红蜘蛛已经不记得自己上次参加派对是什么时候了。他们竟然真的把一个平平无奇的会议室装点得煞有介事,某些角落可能充斥着闹翻天滑稽的审美,比如那些花里胡哨的帽子——却不知为何令他的光镜一酸。
冷铸从来没有“生日”的概念。
“……谢谢你们为我做的一切。”
红蜘蛛并不是一个擅长道谢的塞伯坦人,甚至不擅长表达真情实感。夸张的尖叫与戏谑仅仅是他的武装,在经年累月的伤害与被伤害中磨砺成一层厚厚的茧,将他封闭其间,也将他紧紧保护。

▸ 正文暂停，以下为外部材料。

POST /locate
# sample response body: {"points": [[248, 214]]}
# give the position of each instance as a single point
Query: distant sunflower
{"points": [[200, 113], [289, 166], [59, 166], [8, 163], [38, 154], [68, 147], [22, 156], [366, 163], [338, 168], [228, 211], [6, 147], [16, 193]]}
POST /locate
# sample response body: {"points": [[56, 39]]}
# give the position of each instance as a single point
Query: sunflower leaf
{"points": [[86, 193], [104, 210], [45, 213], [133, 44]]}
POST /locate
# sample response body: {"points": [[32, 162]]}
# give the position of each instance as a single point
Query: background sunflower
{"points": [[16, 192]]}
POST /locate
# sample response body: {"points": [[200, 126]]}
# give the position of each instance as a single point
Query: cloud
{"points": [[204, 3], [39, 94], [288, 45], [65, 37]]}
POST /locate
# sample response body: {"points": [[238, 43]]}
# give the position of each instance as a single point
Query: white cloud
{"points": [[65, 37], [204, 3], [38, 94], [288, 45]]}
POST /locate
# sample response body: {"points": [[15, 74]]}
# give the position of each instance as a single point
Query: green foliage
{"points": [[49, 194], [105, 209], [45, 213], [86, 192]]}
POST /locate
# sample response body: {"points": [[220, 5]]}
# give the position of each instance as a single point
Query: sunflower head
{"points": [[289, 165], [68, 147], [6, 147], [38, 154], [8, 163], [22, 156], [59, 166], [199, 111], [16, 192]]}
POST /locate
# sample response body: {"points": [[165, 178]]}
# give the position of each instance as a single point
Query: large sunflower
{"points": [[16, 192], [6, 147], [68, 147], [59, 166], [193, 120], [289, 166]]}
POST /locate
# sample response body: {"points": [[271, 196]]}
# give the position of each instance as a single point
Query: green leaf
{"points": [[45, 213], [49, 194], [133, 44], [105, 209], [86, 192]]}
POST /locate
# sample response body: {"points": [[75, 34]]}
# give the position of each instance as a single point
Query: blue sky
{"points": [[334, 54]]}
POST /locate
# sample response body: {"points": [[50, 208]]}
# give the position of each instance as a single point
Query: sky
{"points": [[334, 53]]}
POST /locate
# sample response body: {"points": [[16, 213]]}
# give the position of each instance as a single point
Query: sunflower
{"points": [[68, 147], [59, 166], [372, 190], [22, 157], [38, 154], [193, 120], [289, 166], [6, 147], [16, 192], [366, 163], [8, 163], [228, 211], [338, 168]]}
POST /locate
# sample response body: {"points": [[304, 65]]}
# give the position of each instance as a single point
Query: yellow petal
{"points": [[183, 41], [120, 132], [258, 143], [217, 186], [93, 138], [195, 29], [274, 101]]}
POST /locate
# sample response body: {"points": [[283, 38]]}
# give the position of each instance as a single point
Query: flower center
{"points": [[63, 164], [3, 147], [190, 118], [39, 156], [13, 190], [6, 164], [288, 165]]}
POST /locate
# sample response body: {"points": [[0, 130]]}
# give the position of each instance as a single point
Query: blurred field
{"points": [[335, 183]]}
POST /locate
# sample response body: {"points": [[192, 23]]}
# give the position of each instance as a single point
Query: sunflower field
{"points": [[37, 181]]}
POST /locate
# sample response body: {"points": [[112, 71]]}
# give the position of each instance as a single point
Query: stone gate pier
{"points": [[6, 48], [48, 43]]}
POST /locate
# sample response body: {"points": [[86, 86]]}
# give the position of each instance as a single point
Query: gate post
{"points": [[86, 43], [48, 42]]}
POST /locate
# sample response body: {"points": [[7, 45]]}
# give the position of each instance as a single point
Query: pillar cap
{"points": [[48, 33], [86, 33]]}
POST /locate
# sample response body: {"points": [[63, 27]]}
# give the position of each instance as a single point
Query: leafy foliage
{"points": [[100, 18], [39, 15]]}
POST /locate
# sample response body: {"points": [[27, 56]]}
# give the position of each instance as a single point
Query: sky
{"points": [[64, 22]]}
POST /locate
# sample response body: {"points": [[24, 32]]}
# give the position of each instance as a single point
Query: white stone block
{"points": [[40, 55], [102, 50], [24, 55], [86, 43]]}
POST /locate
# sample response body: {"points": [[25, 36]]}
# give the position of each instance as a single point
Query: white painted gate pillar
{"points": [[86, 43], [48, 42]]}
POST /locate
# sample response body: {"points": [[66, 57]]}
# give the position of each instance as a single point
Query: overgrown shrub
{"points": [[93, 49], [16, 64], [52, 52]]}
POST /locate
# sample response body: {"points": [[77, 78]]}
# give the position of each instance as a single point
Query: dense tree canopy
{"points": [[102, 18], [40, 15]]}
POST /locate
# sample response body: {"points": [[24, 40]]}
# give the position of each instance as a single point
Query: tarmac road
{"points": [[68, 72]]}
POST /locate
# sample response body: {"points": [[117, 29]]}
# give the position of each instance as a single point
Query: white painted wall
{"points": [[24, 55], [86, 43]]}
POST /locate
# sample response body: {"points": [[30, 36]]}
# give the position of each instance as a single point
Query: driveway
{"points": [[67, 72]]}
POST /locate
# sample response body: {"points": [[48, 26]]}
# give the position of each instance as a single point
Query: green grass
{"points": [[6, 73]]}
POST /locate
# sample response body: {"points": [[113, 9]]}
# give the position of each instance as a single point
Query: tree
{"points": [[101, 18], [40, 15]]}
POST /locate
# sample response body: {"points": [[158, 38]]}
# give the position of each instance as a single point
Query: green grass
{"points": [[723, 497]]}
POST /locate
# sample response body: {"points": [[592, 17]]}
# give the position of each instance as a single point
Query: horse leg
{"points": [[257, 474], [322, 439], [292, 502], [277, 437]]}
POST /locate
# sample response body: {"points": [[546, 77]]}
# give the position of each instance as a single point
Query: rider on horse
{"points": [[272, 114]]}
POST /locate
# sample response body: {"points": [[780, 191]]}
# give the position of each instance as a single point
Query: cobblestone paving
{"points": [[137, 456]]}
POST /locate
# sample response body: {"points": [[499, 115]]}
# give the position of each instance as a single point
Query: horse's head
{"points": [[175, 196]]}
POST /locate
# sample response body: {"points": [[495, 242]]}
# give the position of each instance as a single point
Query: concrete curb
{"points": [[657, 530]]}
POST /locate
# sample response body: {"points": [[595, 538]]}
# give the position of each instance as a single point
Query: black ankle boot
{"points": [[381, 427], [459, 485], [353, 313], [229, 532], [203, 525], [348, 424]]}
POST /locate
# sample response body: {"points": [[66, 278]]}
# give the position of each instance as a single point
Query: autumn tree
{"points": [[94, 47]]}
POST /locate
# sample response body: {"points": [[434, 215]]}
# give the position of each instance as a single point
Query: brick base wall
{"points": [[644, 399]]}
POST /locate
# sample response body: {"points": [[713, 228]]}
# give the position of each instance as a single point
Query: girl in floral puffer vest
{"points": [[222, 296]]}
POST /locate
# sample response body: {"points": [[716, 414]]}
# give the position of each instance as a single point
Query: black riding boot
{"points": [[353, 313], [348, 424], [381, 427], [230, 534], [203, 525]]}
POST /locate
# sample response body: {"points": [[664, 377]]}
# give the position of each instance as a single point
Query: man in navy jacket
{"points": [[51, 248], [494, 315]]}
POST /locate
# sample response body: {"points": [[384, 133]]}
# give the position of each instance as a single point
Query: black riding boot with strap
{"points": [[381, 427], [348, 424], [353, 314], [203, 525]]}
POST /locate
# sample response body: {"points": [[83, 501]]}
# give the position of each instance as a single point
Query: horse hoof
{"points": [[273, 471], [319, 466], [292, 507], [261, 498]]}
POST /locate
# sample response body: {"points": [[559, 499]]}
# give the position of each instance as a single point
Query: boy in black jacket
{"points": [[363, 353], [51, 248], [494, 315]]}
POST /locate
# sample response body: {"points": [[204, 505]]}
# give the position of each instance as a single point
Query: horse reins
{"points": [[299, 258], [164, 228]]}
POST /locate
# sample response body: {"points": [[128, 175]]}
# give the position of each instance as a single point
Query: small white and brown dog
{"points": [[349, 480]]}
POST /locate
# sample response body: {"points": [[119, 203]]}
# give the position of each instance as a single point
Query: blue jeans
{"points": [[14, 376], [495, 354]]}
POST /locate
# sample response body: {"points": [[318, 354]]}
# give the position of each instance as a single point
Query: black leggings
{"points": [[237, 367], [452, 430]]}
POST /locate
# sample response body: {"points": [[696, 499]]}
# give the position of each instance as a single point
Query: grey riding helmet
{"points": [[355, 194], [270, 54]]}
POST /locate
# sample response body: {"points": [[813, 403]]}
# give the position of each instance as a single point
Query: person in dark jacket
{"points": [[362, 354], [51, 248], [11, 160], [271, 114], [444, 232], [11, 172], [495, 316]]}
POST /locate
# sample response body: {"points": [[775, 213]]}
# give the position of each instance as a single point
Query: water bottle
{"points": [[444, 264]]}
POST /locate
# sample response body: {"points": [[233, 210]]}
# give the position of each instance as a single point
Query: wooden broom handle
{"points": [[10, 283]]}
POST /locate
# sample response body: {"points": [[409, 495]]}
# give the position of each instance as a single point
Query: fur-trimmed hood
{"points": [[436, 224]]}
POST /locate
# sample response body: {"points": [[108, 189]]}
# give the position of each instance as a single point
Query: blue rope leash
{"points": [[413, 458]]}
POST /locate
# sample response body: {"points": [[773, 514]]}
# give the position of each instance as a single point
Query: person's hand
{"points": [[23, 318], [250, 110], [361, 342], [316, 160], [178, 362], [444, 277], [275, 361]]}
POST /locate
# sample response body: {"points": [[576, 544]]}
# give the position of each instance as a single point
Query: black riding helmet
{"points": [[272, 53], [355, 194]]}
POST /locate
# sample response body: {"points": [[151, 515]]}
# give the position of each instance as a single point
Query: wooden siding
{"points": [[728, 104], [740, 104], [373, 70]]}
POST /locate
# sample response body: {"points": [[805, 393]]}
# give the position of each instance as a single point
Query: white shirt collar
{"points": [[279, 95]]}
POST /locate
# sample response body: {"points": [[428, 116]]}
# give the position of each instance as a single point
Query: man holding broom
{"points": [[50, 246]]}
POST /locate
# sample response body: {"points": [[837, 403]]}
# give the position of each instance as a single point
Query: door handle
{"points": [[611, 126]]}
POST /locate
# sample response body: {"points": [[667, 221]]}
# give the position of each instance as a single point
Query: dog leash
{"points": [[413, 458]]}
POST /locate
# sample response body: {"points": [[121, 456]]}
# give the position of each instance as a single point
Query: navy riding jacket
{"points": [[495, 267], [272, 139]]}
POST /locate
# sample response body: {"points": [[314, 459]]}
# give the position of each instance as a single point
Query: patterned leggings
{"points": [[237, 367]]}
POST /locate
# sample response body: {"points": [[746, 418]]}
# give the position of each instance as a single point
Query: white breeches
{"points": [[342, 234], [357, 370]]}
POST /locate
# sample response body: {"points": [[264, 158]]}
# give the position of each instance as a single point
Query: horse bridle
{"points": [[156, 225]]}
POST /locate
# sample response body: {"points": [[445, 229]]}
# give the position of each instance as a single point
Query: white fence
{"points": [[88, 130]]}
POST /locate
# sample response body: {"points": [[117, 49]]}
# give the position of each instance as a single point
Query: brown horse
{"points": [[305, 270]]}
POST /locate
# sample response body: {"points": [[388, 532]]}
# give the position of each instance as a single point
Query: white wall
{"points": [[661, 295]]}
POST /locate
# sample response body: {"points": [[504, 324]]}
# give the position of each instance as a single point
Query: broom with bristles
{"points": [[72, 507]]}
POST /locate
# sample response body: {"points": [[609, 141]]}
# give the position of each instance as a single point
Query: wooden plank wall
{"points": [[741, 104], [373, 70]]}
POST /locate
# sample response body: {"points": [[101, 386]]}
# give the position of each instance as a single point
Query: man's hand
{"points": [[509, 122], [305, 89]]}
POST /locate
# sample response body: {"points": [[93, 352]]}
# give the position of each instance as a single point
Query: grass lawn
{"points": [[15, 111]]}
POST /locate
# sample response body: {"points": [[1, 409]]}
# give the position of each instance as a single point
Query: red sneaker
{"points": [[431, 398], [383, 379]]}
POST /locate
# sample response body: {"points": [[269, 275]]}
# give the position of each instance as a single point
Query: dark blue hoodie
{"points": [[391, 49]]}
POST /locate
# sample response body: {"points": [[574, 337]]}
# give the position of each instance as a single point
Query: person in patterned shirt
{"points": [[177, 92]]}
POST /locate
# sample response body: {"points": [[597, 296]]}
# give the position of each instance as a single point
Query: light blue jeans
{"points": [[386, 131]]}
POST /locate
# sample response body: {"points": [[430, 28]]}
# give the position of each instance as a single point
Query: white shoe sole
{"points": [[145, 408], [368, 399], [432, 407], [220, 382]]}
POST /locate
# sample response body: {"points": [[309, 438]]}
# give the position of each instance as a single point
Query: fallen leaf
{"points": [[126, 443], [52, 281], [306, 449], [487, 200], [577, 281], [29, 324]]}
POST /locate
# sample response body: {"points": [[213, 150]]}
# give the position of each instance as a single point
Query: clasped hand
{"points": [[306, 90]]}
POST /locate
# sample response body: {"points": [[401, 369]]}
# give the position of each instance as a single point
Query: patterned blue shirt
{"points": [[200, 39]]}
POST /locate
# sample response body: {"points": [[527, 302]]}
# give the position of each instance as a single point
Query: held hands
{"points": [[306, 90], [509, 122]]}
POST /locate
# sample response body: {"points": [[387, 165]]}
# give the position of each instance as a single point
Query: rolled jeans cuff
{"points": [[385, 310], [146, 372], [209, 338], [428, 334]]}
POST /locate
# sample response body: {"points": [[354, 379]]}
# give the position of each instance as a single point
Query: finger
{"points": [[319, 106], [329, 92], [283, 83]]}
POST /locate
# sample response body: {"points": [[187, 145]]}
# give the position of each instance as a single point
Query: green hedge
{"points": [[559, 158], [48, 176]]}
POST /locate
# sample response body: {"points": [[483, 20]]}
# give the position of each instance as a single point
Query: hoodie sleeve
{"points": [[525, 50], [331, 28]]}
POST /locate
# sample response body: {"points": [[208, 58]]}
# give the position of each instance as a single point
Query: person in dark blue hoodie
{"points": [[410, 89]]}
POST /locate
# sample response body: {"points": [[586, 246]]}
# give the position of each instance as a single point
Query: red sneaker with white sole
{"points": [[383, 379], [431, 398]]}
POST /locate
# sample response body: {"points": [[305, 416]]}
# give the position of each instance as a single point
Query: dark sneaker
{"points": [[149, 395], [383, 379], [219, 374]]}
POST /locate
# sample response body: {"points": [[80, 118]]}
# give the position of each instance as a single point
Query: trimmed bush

可他已经不复从前。他陈旧的躯壳被撕得粉碎,尚未硬化的柔嫩表面就这样暴露在空气中,却并没有遭遇尖刀和利剑。相反地,他被同伴们无尽的爱意包裹,他可以不再与所有人针锋相对,而是作为朋友并肩联袂——这奇异的感觉使他如坐针毡。
也许,红蜘蛛不无奢望地想,他只是需要时间去习惯。
环视房间一周,红蜘蛛发现了在角落操作着控制面板的天火,以及在他身边另一位熟悉的面孔。围绕在绿光莹莹的全息地图中间,那黑红蓝金四色的剪影也染上了一层柔和的光晕,她转头看向红蜘蛛的所在,笑容温暖而坚定。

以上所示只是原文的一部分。